Occupy Wall Street, the protest that has spread from Lower Manhattan to as far as Rome and Hong Kong, is supported by most New Yorkers, according to a Quinnipiac University survey.
Sixty-seven percent of New York City voters said they agree with the protesters’ views, while 23 percent don’t, the school’s Polling Institute said today. Support ranged from 81 percent among registered Democrats to 58 percent among independents and 35 percent from Republicans. By 72 percent to 24 percent, voters said law-abiding demonstrators can stay as long as they want.
The protests that began on Sept. 17 have inspired thousands to take to the streets in 100 U.S. cities and on four continents worldwide, according to organizers. Participants say they represent “the 99 percent,” a reference to Nobel Prize-winning economist Joseph Stiglitz’s study showing the richest 1 percent of Americans control 40 percent of U.S. wealth.
“Critics complain that no one can figure out what the protesters are protesting,” said Maurice Carroll, director of the Hamden, Connecticut-based institute. “But seven out of 10 New Yorkers say they understand and most agree with the anti-Wall Street views of the protesters.”
Quinnipiac surveyed 1,068 registered voters by telephone Oct. 12-16. The results had a margin of error of plus or minus 3 percentage points.
Mayor Michael Bloomberg has said he supports the protesters’ free-speech rights as long as they don’t violate the law. He said he’ll defer to the owner of Zuccotti Park, Brookfield Office Properties Inc., to determine how long the demonstrators can stay. Brookfield’s park rules forbid camping, lying on benches, and using tarps and tents.
A confrontation between demonstrators and New York City police was avoided last week after Brookfield postponed a cleanup of the park, at the intersection of Broadway and Liberty Street near the site of the World Trade Center.

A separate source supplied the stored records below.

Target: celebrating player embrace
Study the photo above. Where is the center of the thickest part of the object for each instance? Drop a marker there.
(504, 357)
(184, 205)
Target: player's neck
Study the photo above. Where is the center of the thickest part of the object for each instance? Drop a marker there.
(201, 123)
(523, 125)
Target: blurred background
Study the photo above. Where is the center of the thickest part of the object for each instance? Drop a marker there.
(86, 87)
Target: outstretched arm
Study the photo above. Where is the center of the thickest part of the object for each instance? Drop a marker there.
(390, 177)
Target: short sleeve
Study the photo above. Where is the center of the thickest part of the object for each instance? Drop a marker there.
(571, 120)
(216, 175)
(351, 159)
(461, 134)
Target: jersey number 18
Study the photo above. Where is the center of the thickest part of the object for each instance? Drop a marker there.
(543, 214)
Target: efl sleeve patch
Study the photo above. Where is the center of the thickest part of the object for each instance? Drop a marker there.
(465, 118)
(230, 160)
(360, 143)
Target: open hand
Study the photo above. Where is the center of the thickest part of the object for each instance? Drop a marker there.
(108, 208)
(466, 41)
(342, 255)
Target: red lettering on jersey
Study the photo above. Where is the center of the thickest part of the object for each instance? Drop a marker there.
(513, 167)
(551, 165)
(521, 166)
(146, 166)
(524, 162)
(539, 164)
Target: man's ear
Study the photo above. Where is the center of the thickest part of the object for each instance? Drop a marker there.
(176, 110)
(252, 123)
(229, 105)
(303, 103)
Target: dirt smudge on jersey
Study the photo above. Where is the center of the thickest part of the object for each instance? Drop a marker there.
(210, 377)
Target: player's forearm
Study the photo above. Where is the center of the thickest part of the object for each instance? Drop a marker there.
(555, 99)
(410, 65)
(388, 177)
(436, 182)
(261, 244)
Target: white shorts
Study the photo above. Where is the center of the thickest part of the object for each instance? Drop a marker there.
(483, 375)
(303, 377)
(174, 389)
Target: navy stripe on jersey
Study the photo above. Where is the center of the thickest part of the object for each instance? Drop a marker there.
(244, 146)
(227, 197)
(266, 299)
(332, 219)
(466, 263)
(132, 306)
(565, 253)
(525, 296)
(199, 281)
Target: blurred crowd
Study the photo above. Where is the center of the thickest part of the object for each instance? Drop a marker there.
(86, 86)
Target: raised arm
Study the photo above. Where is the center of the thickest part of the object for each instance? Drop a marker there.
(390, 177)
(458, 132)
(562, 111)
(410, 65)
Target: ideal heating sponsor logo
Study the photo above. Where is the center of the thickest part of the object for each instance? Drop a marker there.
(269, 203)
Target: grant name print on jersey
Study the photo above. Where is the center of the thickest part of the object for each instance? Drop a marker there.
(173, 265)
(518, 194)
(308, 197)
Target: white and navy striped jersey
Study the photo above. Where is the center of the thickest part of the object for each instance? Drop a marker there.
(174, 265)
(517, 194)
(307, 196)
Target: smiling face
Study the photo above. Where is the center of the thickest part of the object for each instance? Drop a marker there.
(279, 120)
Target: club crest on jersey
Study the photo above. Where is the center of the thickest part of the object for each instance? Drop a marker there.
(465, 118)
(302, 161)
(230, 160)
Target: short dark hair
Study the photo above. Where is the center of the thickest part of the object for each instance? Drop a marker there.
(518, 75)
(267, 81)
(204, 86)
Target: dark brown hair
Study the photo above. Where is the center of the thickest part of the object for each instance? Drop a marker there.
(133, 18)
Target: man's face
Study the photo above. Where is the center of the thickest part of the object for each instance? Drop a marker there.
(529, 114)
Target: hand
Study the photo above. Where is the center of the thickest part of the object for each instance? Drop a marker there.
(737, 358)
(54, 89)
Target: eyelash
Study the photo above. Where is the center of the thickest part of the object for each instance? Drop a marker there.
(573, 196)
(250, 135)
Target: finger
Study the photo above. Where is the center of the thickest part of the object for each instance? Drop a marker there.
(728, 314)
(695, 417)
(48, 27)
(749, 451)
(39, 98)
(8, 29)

“I’m 100 percent in favor of protecting -- 1,000 percent in favor -- of giving people rights to say things, but also we have to protect those who don’t want to say anything,” Bloomberg said today at a press briefing in Queens.
“There are places where I think it’s appropriate to express yourself and then there are other places that are appropriate to set up a tent city, and they don’t necessarily have to be one and the same,” he said. “The Constitution doesn’t protect tents, it protects speech and assembly.”
In a separate poll, almost three-quarters of New York state voters said they favor higher taxes on residents with at least $1 million in annual income, according to a Siena College Research Institute survey released today. A higher levy was backed by 83 percent of Democrats and 55 percent of Republicans.
An existing tax adds a temporary surcharge on New York’s married couples earning more than $300,000, and singles earning more than $200,000. It’s set to expire Dec. 31. Governor Andrew Cuomo, a Democrat, and Senate Republicans, who hold a majority, made clear they wouldn’t renew it.
The telephone survey of 800 registered voters by Loudonville, New York-based Siena, conducted Oct. 10-12, had a margin of error of plus or minus 3.5 percentage points.
New York’s mayor is founder and majority owner of Bloomberg News parent Bloomberg LP.